Since 2018, Freshwater Habitats Trust has been working with the landowner, local ecologists and volunteers to restore the fen. The focus has been on reducing trees and cutting the dense reeds that had invaded the fen, shading and outcompeting the special plant and animal communities supported by the fen. This work has increased the number of wetland plant species by 700%, with numbers of wetland plant species increasing from nine to 75 in the restoration area. At the same time, threatened plants such as Common Valerian, Parsley Water-dropwort and Marsh Arrowgrass are now thriving at the site.
Oxfordshire has an internationally important concentration of alkaline fens, but many are degraded or have been lost altogether. These small wetlands are vital for biodiversity – supporting many rare and threatened species of plants and animals.
- Volunteers at Hinksey Heights. Photo: Tim Bearder.
In the briefing to the Ministers, Professor Jeremy Biggs said: “The restoration of Hinksey Heights Fen is part of our national programme to build the Freshwater Network, which takes a new approach to protecting and restoring freshwater biodiversity.
“The Freshwater Network takes account of the whole water environment and pays special attention to the smaller waterbodies and wetlands – like Hinksey Heights Fen – which are largely overlooked in water policy.”

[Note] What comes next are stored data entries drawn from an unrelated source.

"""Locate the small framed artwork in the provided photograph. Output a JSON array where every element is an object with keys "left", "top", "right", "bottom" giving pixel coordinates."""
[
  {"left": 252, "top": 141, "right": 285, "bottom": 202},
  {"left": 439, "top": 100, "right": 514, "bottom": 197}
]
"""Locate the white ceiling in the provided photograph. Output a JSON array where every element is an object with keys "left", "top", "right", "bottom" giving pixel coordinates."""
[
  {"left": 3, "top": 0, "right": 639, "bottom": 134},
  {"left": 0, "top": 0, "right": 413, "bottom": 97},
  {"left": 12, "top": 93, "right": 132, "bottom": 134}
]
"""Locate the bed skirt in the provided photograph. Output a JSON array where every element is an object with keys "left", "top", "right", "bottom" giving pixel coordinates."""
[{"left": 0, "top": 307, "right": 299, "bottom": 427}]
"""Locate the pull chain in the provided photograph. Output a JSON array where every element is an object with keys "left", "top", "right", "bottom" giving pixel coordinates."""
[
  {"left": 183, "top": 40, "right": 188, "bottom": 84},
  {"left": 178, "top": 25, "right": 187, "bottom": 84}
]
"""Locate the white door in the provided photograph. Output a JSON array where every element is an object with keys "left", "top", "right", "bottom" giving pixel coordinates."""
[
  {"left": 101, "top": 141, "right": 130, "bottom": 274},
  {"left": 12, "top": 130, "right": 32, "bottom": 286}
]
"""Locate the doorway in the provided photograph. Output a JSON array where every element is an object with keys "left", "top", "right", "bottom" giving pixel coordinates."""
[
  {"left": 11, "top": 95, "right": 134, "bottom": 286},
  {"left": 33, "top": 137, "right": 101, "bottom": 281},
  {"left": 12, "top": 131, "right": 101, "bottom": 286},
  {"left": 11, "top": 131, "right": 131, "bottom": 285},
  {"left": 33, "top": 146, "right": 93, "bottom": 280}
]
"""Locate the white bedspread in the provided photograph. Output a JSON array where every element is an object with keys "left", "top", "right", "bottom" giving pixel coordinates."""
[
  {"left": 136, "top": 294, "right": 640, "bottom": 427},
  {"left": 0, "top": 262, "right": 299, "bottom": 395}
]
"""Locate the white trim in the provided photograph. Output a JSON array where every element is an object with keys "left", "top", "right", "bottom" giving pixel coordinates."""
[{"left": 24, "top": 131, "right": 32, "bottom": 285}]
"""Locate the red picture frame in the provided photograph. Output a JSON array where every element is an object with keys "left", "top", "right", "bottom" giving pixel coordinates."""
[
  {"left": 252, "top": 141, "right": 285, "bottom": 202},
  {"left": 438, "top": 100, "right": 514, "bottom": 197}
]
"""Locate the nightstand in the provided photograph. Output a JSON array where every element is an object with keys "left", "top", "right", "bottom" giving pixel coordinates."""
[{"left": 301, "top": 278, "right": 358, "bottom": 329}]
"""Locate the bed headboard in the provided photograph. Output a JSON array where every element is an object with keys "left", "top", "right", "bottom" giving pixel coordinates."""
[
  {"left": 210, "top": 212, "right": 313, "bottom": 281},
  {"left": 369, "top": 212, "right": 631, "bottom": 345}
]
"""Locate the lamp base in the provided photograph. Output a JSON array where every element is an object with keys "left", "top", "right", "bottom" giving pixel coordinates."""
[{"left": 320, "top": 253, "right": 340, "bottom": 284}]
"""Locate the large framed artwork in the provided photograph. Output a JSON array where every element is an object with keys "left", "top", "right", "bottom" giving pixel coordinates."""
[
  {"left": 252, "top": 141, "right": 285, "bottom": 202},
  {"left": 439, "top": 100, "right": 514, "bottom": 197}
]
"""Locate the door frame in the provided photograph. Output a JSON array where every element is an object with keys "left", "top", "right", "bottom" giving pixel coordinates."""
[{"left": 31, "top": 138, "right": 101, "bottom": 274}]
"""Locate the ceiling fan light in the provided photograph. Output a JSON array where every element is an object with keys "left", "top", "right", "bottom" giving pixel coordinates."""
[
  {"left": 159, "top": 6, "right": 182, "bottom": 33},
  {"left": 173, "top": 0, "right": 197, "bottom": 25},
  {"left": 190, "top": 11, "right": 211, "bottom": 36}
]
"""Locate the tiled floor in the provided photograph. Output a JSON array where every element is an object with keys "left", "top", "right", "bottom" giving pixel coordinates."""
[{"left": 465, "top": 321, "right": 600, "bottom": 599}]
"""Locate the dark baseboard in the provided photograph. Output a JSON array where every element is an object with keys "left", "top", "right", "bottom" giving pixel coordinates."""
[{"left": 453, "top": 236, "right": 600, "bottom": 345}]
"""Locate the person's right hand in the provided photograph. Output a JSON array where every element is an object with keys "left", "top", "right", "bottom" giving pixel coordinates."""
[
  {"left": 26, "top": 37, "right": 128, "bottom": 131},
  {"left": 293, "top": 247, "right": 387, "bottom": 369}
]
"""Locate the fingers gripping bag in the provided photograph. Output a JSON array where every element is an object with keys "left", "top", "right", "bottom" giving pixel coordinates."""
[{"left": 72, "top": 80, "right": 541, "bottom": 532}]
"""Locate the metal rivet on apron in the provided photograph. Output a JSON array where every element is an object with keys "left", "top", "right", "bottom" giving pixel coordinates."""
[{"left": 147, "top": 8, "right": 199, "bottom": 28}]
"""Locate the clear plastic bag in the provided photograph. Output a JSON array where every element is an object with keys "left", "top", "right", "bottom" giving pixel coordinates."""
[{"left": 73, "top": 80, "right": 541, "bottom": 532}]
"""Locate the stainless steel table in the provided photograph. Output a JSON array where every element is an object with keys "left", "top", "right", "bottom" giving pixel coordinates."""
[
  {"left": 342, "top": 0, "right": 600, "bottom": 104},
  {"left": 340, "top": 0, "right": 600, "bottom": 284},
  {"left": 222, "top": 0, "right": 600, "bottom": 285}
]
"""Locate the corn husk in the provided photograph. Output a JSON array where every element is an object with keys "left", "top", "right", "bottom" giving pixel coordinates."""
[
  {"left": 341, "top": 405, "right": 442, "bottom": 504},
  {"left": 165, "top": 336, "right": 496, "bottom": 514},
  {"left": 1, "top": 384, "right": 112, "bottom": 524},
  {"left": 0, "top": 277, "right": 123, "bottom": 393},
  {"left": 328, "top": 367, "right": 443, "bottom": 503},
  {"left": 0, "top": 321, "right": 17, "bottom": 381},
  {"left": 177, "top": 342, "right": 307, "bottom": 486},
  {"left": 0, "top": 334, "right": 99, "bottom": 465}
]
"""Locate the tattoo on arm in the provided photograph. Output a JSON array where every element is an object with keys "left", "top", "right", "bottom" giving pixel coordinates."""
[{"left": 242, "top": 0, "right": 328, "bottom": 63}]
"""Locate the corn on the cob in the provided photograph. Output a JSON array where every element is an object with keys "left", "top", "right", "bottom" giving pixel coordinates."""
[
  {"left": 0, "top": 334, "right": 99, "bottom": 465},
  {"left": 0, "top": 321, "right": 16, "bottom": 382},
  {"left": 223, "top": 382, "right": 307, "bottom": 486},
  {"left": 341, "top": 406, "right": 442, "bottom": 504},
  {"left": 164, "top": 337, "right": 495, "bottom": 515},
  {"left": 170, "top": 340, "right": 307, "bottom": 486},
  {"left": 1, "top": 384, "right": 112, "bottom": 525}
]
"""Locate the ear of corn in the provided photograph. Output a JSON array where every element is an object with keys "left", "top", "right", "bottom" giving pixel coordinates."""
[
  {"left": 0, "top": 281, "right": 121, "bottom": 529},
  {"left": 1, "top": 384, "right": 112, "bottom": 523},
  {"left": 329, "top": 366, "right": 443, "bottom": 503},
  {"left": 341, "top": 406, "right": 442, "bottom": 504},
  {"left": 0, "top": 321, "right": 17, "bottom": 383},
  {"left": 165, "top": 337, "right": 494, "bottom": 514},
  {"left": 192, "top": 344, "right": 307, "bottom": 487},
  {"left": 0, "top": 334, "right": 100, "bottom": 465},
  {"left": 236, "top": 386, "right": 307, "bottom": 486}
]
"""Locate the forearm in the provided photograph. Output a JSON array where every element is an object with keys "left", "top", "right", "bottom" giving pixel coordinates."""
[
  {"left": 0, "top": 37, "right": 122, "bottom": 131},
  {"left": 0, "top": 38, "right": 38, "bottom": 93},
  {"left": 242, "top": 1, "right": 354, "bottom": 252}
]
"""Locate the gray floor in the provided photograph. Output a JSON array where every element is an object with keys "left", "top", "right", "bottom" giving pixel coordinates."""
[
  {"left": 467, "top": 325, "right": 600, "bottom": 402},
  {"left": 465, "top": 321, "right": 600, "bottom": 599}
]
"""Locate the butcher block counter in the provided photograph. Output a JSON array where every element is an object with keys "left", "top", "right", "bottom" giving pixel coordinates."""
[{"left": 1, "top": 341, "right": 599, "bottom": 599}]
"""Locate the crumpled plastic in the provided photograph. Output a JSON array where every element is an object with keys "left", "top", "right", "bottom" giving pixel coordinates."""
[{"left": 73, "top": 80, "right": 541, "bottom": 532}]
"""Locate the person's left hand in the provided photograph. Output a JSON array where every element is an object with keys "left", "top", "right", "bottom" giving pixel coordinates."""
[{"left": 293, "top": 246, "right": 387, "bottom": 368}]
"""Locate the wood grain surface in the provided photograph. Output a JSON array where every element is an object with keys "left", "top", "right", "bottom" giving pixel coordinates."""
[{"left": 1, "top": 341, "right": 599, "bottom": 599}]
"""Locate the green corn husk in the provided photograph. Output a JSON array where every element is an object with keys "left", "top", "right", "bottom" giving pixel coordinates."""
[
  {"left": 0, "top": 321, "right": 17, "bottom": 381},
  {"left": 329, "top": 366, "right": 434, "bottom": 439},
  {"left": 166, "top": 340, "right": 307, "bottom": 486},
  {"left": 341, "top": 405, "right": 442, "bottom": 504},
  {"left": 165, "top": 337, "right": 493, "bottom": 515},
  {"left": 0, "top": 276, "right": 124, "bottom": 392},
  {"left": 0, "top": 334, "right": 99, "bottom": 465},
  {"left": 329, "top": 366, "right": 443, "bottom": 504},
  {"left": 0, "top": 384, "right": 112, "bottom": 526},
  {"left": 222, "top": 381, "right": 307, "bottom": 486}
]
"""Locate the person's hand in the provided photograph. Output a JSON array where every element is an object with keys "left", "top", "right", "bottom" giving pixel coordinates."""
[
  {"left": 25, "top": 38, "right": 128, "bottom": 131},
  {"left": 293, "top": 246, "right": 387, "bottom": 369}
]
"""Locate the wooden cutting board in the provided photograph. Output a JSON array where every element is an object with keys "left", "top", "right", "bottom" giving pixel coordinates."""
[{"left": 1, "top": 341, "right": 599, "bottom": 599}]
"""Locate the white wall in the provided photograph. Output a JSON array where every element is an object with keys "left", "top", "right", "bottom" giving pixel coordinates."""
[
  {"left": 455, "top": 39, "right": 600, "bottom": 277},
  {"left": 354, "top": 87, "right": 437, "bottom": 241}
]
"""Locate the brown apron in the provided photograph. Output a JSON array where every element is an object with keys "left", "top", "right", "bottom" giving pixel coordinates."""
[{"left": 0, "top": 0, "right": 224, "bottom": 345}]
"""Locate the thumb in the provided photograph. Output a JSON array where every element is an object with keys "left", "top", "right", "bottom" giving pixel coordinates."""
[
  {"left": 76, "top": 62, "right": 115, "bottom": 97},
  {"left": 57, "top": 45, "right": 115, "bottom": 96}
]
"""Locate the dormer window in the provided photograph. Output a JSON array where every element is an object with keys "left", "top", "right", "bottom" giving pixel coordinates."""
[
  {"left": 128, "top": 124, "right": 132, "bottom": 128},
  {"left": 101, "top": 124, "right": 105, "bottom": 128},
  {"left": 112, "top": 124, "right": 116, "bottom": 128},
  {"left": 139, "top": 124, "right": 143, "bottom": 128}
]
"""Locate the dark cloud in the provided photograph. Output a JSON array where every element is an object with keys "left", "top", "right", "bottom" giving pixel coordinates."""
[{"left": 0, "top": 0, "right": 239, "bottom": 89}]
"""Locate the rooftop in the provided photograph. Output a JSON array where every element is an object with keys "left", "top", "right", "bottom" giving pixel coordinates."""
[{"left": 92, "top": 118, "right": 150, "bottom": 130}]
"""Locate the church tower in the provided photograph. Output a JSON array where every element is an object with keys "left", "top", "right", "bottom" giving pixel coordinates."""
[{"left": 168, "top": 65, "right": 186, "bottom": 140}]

Professor Biggs also explained that, as well as being a haven for wildlife and local people, the fen is a carbon sink. Its 18,000 m3 of peat stores roughly 900 tonnes of organic carbon. Re-wetting the fen means it continues to act as a carbon sink. Carbon is safely locked up in the peat and the fen constantly sequesters more carbon dioxide from the atmosphere. Thanks to the restoration work, more water is also stored on the site, helping to protect the local area from droughts and floods.
- L-R Ed Miliband (Secretary of State for Energy and Climate Change), Jeremy Biggs (Freshwater Habitats Trust), Steve Reed (Secretary of State for Environment, Food and Rural Affairs), Adam Bows (Freshwater Habitats Trust), Edel McGurk (Natural England), Siân Vincent (Freshwater Habitats Trust) at Hinksey Heights fen.
The visit was arranged by Natural England through the Nature Returns programme, which funded and worked in partnership Freshwater Habitats Trust to deliver the Oxfordshire-Buckinghamshire Freshwater Network project.
The charity worked with landowners throughout Oxfordshire and Buckinghamshire to restore or create wetland habitats, with a focus on the role of smaller, peat-dominated wetlands, floodplains, wet grasslands and small waters in sequestering carbon.
Through the project, the charity has created 14.5 hectares of new floodplain wetland mosaics and ponds and restored 11 hectares of alkaline fen and 16 hectares of floodplain grassland.
Nature Returns is a £15 million programme first established in 2021 to research and test Nature-based Solutions for climate change at the landscape scale, utilising cross governmental collaboration and a ‘learning by doing’ approach.
It is led by Natural England, working in partnership with RBG Kew, Environment Agency, Forestry Commission together with Defra and the Department for Energy and Net Zero (DESNZ), previously funded by HM Treasury’s Shared Outcomes Fund. Using pioneering techniques, the programme is improving the evidence base around how nature recovery can combat biodiversity loss whilst also capturing and storing carbon, and helping us to adapt to the impacts of climate change.